In an effort to understand the company’s human resource needs, Madison City Councilman Michael Naples and Madison-Morgan Chamber of Commerce acting president Bob Hughes arranged a tour Friday of the plant with four members of the county’s Black ministerium: pastors Aaron Carter of Bethlehem Baptist, Hoke Smith of Calvary Baptist, Alfonzo Peters of Springfield Baptist and Charles Johnson of Flat Rock Baptist.
Both Naples, Hughes and Anthony International lead executives hope the pastors can take the company’s message to the pulpit Sunday morning. Carter said many members of his congregation and in the surrounding community do not read the newspaper want ads nor do they regularly surf the Internet in search of jobs. How is important information communicated? “By word of mouth and in church,” he said.
Naples, of District 5, said he arranged the tour because he believes the African-American community has qualified job candidates but they do not know about the number of employment opportunities growing in their own backyard.
Traditionally, ministers in African-American churches preach more than the Gospel, said Johnson. “We minister to the whole self – the physical, spiritual, mental and financial.”
“It’s like four pieces of a pie,” explained Smith. “Jesus asked, ‘Do you want to be made whole?’ We lead people to completeness.”

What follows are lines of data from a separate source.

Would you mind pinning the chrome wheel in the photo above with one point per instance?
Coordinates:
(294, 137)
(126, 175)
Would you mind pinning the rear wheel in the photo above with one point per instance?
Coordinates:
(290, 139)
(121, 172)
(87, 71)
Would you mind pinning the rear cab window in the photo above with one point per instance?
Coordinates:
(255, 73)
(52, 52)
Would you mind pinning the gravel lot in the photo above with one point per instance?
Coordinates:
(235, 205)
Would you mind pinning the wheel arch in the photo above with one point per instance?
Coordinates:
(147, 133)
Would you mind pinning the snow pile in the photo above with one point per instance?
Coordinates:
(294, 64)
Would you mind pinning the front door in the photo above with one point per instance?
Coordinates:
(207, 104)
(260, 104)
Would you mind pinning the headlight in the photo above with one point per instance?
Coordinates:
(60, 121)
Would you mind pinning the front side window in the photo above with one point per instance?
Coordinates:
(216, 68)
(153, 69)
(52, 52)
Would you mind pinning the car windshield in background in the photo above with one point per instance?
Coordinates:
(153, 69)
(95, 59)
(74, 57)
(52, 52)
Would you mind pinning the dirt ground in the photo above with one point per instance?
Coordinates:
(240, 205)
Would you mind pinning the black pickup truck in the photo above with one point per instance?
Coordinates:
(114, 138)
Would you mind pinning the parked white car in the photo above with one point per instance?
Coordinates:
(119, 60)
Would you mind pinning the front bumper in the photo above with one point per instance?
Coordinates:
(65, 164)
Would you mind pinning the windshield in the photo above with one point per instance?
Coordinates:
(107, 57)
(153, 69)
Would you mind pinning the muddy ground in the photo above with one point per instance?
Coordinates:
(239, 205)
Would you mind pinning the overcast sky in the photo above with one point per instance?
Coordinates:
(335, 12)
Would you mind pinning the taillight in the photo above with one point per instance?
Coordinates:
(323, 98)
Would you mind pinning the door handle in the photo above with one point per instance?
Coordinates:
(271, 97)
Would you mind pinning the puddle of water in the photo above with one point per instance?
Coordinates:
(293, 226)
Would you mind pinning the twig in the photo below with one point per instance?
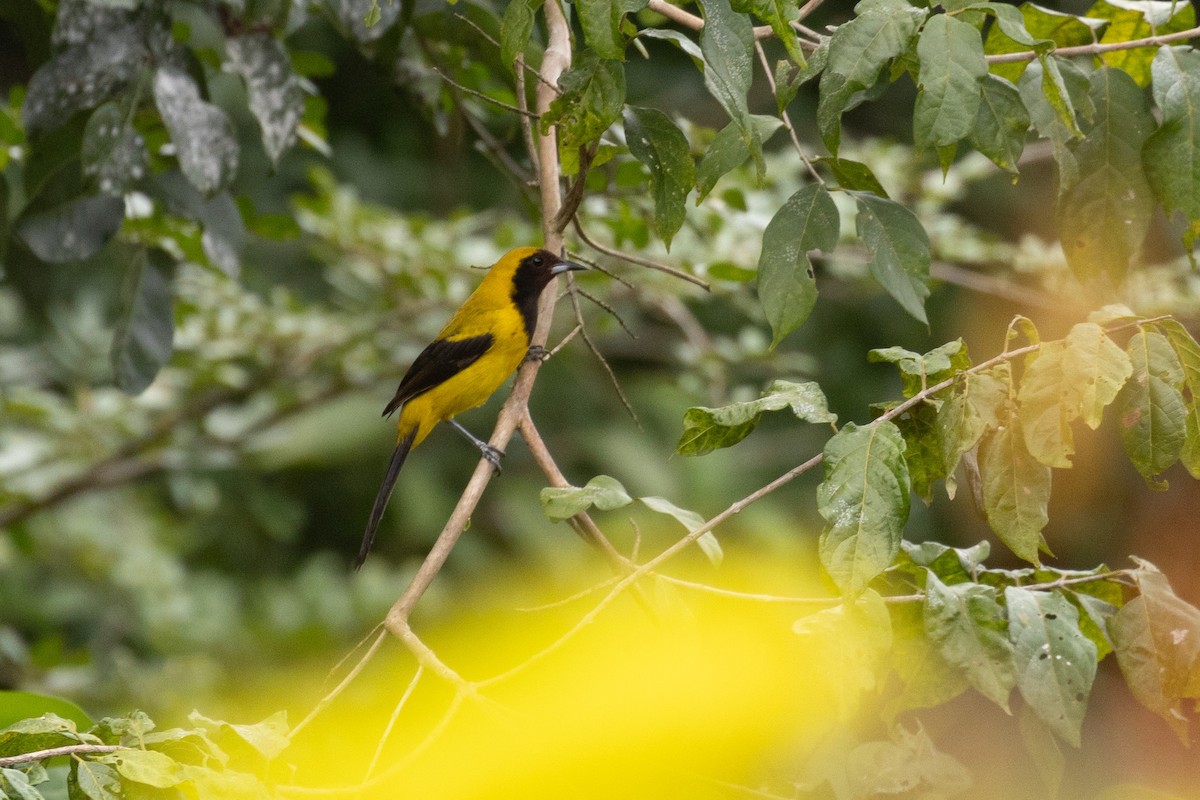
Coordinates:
(785, 116)
(65, 750)
(604, 362)
(324, 702)
(607, 308)
(483, 96)
(637, 259)
(595, 265)
(391, 720)
(1097, 48)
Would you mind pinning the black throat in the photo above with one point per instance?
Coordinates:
(532, 276)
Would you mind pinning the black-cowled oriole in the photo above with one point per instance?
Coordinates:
(479, 348)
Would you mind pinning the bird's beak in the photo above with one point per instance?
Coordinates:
(565, 266)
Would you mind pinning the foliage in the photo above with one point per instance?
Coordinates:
(185, 352)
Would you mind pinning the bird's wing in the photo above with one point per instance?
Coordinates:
(437, 364)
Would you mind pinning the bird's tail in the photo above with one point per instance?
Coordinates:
(381, 505)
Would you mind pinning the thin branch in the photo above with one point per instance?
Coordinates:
(607, 308)
(676, 14)
(324, 703)
(637, 259)
(785, 116)
(391, 720)
(65, 750)
(1098, 47)
(595, 265)
(483, 96)
(604, 361)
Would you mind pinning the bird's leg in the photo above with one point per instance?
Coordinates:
(491, 453)
(537, 353)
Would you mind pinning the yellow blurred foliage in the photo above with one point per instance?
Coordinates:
(707, 692)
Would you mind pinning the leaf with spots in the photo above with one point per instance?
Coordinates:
(787, 288)
(967, 624)
(864, 499)
(1055, 662)
(1015, 491)
(655, 142)
(1157, 642)
(706, 429)
(1152, 413)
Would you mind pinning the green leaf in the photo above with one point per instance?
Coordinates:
(952, 67)
(923, 450)
(846, 644)
(1171, 155)
(1152, 413)
(593, 95)
(40, 733)
(729, 150)
(75, 230)
(268, 738)
(1015, 491)
(84, 74)
(1001, 125)
(18, 786)
(969, 626)
(148, 767)
(1157, 642)
(1045, 26)
(787, 288)
(691, 521)
(853, 175)
(789, 77)
(918, 372)
(780, 14)
(1132, 19)
(864, 499)
(16, 707)
(601, 22)
(899, 250)
(706, 429)
(144, 336)
(858, 52)
(90, 780)
(273, 89)
(1104, 212)
(114, 154)
(971, 408)
(1099, 367)
(516, 28)
(203, 134)
(1051, 108)
(727, 44)
(655, 142)
(603, 492)
(929, 680)
(1055, 662)
(1188, 353)
(1065, 380)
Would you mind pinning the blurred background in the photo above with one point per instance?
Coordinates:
(168, 549)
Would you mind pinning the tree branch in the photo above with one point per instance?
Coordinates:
(65, 750)
(1098, 48)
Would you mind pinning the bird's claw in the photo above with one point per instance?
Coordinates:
(492, 456)
(538, 354)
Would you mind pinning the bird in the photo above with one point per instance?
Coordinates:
(484, 343)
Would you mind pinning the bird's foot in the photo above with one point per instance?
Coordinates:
(538, 354)
(492, 456)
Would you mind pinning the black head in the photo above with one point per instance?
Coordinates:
(533, 274)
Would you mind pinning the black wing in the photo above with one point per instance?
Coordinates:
(437, 364)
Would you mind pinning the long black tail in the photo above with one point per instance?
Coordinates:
(389, 480)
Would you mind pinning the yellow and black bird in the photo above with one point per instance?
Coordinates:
(479, 348)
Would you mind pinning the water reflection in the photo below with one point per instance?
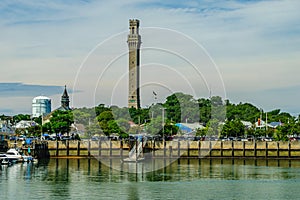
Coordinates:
(63, 170)
(89, 178)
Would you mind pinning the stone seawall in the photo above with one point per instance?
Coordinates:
(173, 149)
(177, 149)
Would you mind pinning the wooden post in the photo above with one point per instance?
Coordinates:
(266, 149)
(255, 153)
(164, 141)
(110, 148)
(289, 149)
(153, 149)
(210, 149)
(221, 149)
(178, 151)
(188, 145)
(278, 149)
(199, 148)
(244, 149)
(78, 148)
(99, 147)
(57, 148)
(121, 148)
(232, 149)
(67, 143)
(89, 148)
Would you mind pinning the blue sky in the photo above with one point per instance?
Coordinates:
(249, 51)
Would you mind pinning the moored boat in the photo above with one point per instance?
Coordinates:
(14, 155)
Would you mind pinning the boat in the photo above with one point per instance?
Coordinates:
(135, 155)
(29, 159)
(14, 155)
(6, 161)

It’s the whole people that Anthony International wants to hire to keep pace with the growing market demand for its products. The company operates two to three shifts in various segments. “In one plant we make commercial freezer doors for use in supermarkets, and in the other we make curved glass for deli cases. We are the only manufacturer in North America that can make the glass curve as much as it does,” said Reilly. “We need employees with basic manufacturing skills.”
Ray Nunn, general manager of the door plant, told the ministers that the operation outgrew its Sovis Road facility and has shifted production to the Wellington site. Other areas that are growing are warehousing and distribution, manufacturing the frames for the freezer doors and making specialty glass for doors on open-island cold cases, such as the ones that stretch along the meat aisle in Walmart. New government food-safety regulations require the cases have sliding tops to retain the cold.
The desired employee skill set at Anthony International includes being able to measure with English and metric rulers; being able to match up items; good eye-hand coordination; and the ability to stand on concrete for eight to 10 hours a day as well as lift up to 50 pounds on a regular basis.
Jeff Spotts, vice president of operations for the local operation, was even more specific. “We need people who have a good work ethic – show up on time, follow the rules and work hard.”
The hunt has been difficult, say plant supervisors.
Entry-level wage is about $8.50 an hour with the possibility of working up to $10.50 an hour, including annual raises and safety bonuses, partial health care coverage, a 4 percent matching 401(k) plan, paid holidays and on-the-job training.
The company uses a temporary hiring agency to initially screen and hire workers. Etcon of Madison sets up every Tuesday and Thursday at the Anthony International administration office on Sovis Road. Criminal background checks and drug screenings are required of candidates. The temporary employment period is about 90 days, said Spotts. “It works two ways. In that time, we can decide if the worker is right for the company and the worker can decide if he or she likes to work here.” After the paid probationary period, the temp worker is hired on a full-time basis, becoming an employee of the company and qualifying for benefits.
The local plant employs 126 full-time and 55 temporary workers. It expects to hire up to 50 new employees within the next several months. If qualified employees continue to make it there, the company will begin to seriously consider building an addition on the 16-acre campus.